Pre-tactical time-slot assignment: Runway utilization and the impact of uncertainties

Abstract

Efficient planning of runway utilisation is one of the main challenges in Air Traffic Management (ATM). It is important because runway is the combining element between airside and groundside. Furthermore, it is a bottleneck in many cases. However, uncertainty and inaccuracy almost always lead to deviations from the actual plan or schedule. In this paper, we develop an optimization approach for the pre-tactical planning phase that provides some flexibility in the face of small disturbances in the input data, so that we need to change our plans less frequently.

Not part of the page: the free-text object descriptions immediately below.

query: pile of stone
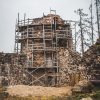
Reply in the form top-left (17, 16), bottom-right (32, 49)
top-left (82, 39), bottom-right (100, 81)
top-left (0, 53), bottom-right (27, 86)
top-left (58, 48), bottom-right (87, 86)
top-left (72, 80), bottom-right (93, 94)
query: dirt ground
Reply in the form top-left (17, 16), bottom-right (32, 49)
top-left (6, 85), bottom-right (72, 97)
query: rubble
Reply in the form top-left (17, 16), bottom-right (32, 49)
top-left (82, 39), bottom-right (100, 82)
top-left (0, 53), bottom-right (27, 85)
top-left (72, 80), bottom-right (93, 94)
top-left (0, 48), bottom-right (87, 86)
top-left (58, 48), bottom-right (87, 86)
top-left (58, 48), bottom-right (81, 68)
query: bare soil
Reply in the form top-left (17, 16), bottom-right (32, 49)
top-left (7, 85), bottom-right (72, 97)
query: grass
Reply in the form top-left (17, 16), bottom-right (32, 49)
top-left (0, 95), bottom-right (69, 100)
top-left (67, 86), bottom-right (100, 100)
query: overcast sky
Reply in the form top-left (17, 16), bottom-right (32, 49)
top-left (0, 0), bottom-right (95, 53)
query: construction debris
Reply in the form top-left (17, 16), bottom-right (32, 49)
top-left (58, 48), bottom-right (87, 86)
top-left (82, 39), bottom-right (100, 83)
top-left (0, 53), bottom-right (27, 86)
top-left (72, 80), bottom-right (93, 94)
top-left (0, 48), bottom-right (86, 86)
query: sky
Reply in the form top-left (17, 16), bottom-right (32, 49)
top-left (0, 0), bottom-right (96, 52)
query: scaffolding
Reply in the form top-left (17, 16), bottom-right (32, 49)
top-left (14, 12), bottom-right (72, 86)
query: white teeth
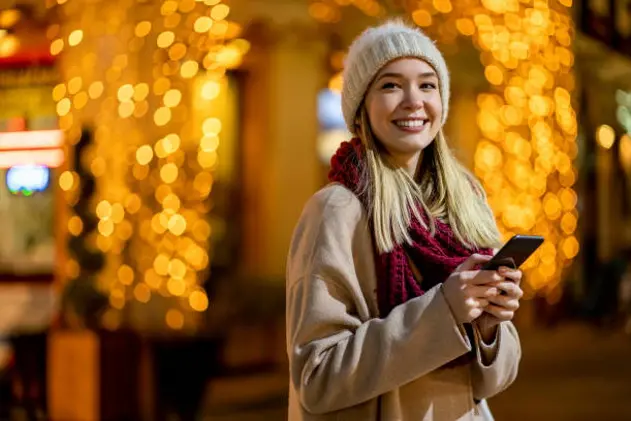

Instead of determining arrival/departure times to the minute in this phase yet, we assign several aircraft to the same time slot of a given size. The exact orders within those time windows can be decided later in tactical planning. Mathematically, this leads to a generalised assignment problem on a bipartite graph. We develop an integer program (IP), which can be solved very fast but may provide unnecessary large time buffers, and extend it to a mixed integer program (MIP) that solves the problem to global optimality. We present computational results concerning the abovementioned optimization approach and investigate the impact of disturbances on our deterministic solutions. As a next step, we will incorporate uncertainties directly in our model. Therefore, we analyse real-world data from a large German airport in order to obtain realistic delay distributions and describe a simulation environment to test current and future solution methods.